The Turning of the Year

 

It was Christmas night in the Castle of the Forest Sauvage…There was skating on the moat… while hot chestnuts and spiced mead were served on the bank to all and sundry. The owls hooted. The cooks put out plenty of crumbs for the small birds. The villagers brought out their red mufflers. Sir Ector’s face shone redder even than these. And reddest of all shone the cottage fires down the main street of an evening.

 

T. H. White, The Once and Future King

 

From the first Sunday in Advent to Plough (or Plow) Monday after the Feast of the Epiphany we live within the turning of the year.

 

Advent begins the new liturgical year with final harvest activities and customs giving way to preparing spiritually and, through the Incarnation, physically for Christmas. Christmas itself begins at midnight on the 24th of December and concludes with the Feast of the Epiphany on the 6th of January.
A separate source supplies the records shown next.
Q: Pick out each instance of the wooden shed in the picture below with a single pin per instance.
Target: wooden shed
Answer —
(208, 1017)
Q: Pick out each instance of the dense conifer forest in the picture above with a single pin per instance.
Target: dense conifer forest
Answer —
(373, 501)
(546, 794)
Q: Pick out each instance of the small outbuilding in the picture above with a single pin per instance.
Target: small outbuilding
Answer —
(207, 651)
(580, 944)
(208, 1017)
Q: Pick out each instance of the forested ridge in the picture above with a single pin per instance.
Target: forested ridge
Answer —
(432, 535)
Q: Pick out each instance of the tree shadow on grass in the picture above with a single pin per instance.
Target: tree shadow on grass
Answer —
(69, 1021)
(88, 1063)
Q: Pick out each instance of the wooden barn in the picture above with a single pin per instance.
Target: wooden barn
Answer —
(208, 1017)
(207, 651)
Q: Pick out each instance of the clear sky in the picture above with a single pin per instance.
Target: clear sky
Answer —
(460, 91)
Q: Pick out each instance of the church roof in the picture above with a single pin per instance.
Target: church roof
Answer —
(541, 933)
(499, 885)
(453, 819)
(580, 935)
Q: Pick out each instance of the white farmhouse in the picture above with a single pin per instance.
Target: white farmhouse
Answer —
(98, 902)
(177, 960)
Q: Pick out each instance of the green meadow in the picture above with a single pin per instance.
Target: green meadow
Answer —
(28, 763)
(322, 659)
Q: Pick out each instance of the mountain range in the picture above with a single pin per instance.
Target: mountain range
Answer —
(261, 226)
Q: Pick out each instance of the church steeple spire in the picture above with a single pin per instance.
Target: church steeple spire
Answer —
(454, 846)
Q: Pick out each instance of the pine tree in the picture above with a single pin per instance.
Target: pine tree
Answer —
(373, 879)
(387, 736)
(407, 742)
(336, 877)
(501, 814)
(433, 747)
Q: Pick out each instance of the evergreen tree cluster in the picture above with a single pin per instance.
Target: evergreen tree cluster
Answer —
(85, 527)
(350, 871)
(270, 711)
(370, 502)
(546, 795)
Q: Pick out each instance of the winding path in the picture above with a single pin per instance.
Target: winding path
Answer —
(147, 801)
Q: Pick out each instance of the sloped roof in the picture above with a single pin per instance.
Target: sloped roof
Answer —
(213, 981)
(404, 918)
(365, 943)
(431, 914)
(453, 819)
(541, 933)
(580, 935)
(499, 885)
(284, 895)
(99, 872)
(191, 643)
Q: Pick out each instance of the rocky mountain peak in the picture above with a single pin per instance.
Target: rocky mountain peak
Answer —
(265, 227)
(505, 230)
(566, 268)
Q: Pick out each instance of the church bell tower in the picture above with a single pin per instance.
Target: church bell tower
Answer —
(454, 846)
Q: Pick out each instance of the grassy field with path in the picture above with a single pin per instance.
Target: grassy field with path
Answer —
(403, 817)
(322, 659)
In England the first Monday after the Epiphany is Plough Monday, when, by tradition, the soil is turned in anticipation of spring, blending the leaf-mould into the soil, enriching it, and becoming part of it.

 

The unhappy Puritans banned Christmas in the English-speaking world for generations, and when it was restored in the 19th century it was an odd  Dickens sort of thing, amusing but pale, not based in the faith or in the annual cycle of nature given to this world by God. The cliché that we must put Christ back into Christmas is inverted; it is the Mass – religious observance – that needs putting back into Christmas, not more noise.

 

Christmas has long been discussed, but not amended, for the tension, unhappiness, and even near-hysteria which attends it – compulsive shopping and forced merriment in which people who don’t much care for each other for the rest of the year are made by the secular liturgies and advertisements of unreasonable expectations and closeness to despise each other.

 

A Christmas which does not end with tears and sulks and slammed doors is an unusual one, but that is the fault of Charles Dickens and his successors, and of ourselves, not of Christ.

 

But all bad things come to an end, and some of the most joyful and peaceful days fall after the 25th, when the gifts have lost their mystery but not their newness and leftover turkey is still on the menu. Even the tree seems at peace, giving us light on dark afternoons while we doze over a new book or perk up with a cup of pinon coffee from New Mexico. Visits from friends – forbidden this year - are free from any expectations other than conversations about the kids and prospects for the new year.

 

Hundreds of thousands have died this year, and the government has collapsed, all because of the New Men – and the New Women - who, unlike Sir Ector, grasp at power and ignore their duties.

 

By the grace of God a great many good, sturdy people in service to humanity are on duty through all this, health care workers from great surgeons to the nice lady who cleans up after them, police officers, firefights, and the watchers of gauges and the wielders of wrenches who keep everything going.

 

Is this, then, a time for anyone to drowse before a warm fire?

 

Well, we can only hope that all will soon be able sit in a comfortable chair and look out their own windows at the cardinals Christmas-feasting at the feeder, and maybe a squirrel loping across the frost for its share of seeds, and with no shopping to be accomplished and no work for a day or two, and no immediate obligations except tending the fire.

 

The year is turning, and for a day or two we may quietly enjoy the mystery.